The woman thought about it. “Melody Sun was the only way I ever knew her. I thought Sun was his name, too.”
“Did Melody say anything to you before she left?”
“Not much. I asked if she wanted to stay with me. I asked if I could help. I even asked if I could give her some money. But she said no to everything. And when I asked where she was going, she said that she’d heard about a women’s shelter up in Marin, someplace that’s run by a bunch of Unitarian ladies. She was thinking of going there for a day or so to get her bearings. But she said she mostly wanted to be alone, that she might just hit the road and drive to the end of the earth. I remember that it sounded kind of ominous to me.”r />
I thanked the woman and went back to my Jeep. I called Street. When she answered, I explained what I learned.

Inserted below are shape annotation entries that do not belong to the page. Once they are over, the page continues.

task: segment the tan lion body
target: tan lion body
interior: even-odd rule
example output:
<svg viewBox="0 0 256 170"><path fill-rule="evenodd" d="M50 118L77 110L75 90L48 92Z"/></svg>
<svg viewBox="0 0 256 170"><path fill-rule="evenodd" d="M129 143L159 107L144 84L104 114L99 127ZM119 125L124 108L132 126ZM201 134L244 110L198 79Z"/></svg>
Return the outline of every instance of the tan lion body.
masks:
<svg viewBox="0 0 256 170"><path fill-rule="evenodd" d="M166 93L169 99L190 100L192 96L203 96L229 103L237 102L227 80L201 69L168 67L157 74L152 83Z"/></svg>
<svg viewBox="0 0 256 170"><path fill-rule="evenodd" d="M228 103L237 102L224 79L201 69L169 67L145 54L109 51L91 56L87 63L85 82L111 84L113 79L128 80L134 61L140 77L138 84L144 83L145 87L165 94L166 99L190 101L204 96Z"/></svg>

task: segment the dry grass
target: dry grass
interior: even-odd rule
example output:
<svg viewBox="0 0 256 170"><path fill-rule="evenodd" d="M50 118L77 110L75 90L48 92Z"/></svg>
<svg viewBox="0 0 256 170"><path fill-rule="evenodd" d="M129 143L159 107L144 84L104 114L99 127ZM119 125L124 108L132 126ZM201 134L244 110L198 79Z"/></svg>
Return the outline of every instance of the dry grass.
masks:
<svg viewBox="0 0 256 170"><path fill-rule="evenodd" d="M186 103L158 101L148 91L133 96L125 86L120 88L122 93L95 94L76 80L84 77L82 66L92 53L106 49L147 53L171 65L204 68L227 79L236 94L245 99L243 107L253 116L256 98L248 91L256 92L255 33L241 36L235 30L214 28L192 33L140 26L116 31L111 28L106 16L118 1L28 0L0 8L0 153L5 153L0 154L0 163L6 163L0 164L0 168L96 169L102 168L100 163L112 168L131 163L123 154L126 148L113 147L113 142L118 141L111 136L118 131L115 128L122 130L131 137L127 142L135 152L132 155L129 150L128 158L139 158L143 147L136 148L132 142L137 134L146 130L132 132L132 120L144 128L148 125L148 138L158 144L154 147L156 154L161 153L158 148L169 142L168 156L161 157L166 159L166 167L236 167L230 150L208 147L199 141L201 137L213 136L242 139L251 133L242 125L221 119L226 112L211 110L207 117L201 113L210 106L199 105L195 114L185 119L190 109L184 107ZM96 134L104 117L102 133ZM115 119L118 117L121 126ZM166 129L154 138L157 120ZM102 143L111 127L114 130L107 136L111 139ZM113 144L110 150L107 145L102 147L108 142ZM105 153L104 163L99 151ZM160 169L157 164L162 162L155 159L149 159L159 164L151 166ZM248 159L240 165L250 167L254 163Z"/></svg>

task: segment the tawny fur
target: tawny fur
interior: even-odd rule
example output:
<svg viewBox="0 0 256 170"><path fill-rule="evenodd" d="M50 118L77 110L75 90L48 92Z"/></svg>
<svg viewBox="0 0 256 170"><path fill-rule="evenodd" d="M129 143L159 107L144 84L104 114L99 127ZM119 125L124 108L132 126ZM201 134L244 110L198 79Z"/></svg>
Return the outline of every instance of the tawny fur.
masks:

“Would you like me to look up the shelter online?”
“Yes, please.”
“If you had a better phone, you’d be able to do it from there.”
“Yes, but it would take me two years of computer classes at the college to learn how to use the phone. If I wait two years, any chance of finding Melody will be long gone.”
“You’re a funny guy,” Street said, no humor in her voice. She paused. “Here it is. It’s called The Connection, The Place Where Women Find Their Future. It’s a non-profit sponsored by the Unitarian Universalist Ladies Auxiliary. The shelter’s address is not posted. Probably because some of the women there are pursued by bad men. But there’s a phone number. You could try that.” Street gave it to me, and I hung up and dialed.
“Unitarian Universalist Church of Corte Madera.” A woman’s voice.
“I’m looking for The Connection, please,” I said.
“In what regard is your inquiry?” Guarded. Not friendly, but not unfriendly, either.
I explained who I was and that I was trying to locate Melody Sun.
“I’m sorry that we cannot give out any information on the phone. But perhaps you can come to our church. I’m sure you’ll understand why we need to be extremely careful. The safety of our residents comes before all else.”
“Yes, of course.”
The woman told me the address.
I got back on 280 and headed up to The City, followed Highway 1 through the Presidio and headed onto the Golden Gate. The fog enshrouded the bridge, snaking in tendrils around the vehicles. Periodically, a cloud tunnel opened up a view of a ship on the water below or of Alcatraz in the distance.
On the north side of the bridge I climbed the slope through thick fog, went through the tunnel and popped out into clear air, the fog held back by the mountain ridge that rose to the north and continued to Mt. Tam.